European cities are not dead. Even in a worst-case scenario, Europe’s center cities are not going to follow American ones down to the bottom of the behavioral sink of urban ills. But what does seem likely is that a much thinner and more rarefied set of activities will occupy them. The question is how or whether the printing factory should be kept in Barcelona. How or whether should the family that yearns for the cheaper, larger apartment outside town be kept in the center city? Even in Lyon, the center city retained a role as a cultural, social and intellectual capital of the region. Even it is only a pretty place to visit, it gives a nucleus to the region. The tragedy of most American cities is that they cannot fulfill even this limited role. Many central European cities are beginning to occupy a role similar to that of the French quarter in New Orleans. It’s a quaint, much loved district, vibrant on the basis of tourism, inhabited by a few subgroups like gays or yuppies, but otherwise not part of the city’s mainstream economy or life.

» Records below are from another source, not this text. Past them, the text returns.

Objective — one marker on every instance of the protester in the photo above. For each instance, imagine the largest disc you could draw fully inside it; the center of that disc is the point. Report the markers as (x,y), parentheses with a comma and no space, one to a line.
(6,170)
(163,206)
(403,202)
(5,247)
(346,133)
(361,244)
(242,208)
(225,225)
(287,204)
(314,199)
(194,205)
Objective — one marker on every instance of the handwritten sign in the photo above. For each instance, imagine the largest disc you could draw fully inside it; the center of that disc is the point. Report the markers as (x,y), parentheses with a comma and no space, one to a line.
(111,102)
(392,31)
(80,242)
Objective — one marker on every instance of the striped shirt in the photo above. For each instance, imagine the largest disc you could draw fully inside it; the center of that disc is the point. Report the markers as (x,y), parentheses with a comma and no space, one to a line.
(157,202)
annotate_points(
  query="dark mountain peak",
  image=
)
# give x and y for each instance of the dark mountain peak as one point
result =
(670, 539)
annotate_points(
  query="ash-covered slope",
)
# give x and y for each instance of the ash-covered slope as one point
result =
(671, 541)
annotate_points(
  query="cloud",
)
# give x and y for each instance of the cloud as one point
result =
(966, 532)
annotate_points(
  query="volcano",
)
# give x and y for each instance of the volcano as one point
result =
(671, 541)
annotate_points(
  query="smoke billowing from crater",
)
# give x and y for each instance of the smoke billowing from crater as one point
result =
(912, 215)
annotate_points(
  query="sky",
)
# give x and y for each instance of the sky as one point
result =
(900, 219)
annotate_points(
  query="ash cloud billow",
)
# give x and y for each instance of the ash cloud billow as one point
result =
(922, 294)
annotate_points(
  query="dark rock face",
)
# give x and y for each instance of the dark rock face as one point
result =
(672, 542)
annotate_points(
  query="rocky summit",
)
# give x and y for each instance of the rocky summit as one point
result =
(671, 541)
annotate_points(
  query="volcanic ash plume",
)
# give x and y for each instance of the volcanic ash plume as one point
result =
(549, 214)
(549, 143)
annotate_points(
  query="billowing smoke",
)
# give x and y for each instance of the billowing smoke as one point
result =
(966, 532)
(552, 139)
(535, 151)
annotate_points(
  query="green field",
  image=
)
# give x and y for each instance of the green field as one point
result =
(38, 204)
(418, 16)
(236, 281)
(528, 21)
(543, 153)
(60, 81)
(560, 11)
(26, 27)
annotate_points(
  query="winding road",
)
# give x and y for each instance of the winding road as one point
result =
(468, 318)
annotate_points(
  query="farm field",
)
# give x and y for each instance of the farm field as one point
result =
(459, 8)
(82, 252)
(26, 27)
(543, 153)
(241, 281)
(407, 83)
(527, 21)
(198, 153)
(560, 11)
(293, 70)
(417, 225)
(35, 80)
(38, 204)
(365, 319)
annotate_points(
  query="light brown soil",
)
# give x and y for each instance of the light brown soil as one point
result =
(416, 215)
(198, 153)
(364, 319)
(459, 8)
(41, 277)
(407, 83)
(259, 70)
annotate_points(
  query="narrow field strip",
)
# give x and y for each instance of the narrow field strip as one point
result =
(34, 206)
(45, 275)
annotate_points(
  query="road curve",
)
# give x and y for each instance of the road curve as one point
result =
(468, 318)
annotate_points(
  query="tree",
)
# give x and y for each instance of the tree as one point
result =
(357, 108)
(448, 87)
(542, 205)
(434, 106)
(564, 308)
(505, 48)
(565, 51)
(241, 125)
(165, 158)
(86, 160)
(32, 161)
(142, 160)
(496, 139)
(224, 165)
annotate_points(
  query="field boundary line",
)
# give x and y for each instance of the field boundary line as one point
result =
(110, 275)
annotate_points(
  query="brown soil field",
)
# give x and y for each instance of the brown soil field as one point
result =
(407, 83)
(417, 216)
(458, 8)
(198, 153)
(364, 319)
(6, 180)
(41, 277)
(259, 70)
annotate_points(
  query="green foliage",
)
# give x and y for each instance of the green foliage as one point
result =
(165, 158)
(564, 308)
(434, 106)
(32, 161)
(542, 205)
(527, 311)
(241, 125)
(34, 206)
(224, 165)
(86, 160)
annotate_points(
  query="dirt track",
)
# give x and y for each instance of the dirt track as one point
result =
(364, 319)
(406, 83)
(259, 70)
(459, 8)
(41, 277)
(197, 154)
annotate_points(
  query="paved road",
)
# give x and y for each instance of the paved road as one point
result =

In general the health of center cities have become accurate thermometers as to the health of societies as a whole. The pleasures and the pains of urban life revolve around closer proximity to other human beings. A good city brings us corner stores, cafes, art and friendships. A bad city gives us crime, noise and dirt. When people cannot live together under a common social code, when inequities between rich and poor grow, when people rob and murder, the suburbs are more appealing.

Next time you visit Europe walk any classic city, say Copenhagen, Lyon or Barcelona, from the center out. You’ll start in the medieval section, with narrow tiny streets built for the foot. You’ll move into the Renaissance, where the streets widen for carriages and horses. Then you’ll arrive at the 19th and early 20th century, which gives you wide, tree-lined boulevards built for carriages and cars. Then you arrive at the latter half of the 20th century, where the streets. . . fall apart, lose themselves, become patternless. Streets defined cities, and streets, in the urban sense, are no longer being built. Cities may be like cathedrals. They can only be preserved, not expanded. It is possible that the age of streets, and so the age of urbanism, is over.

Alex Marshall examined the suburbs and cities of Western Europe over 10 weeks in the summer of 1994. His research was funded by a fellowship awarded by the German-Marshall Fund of the United States.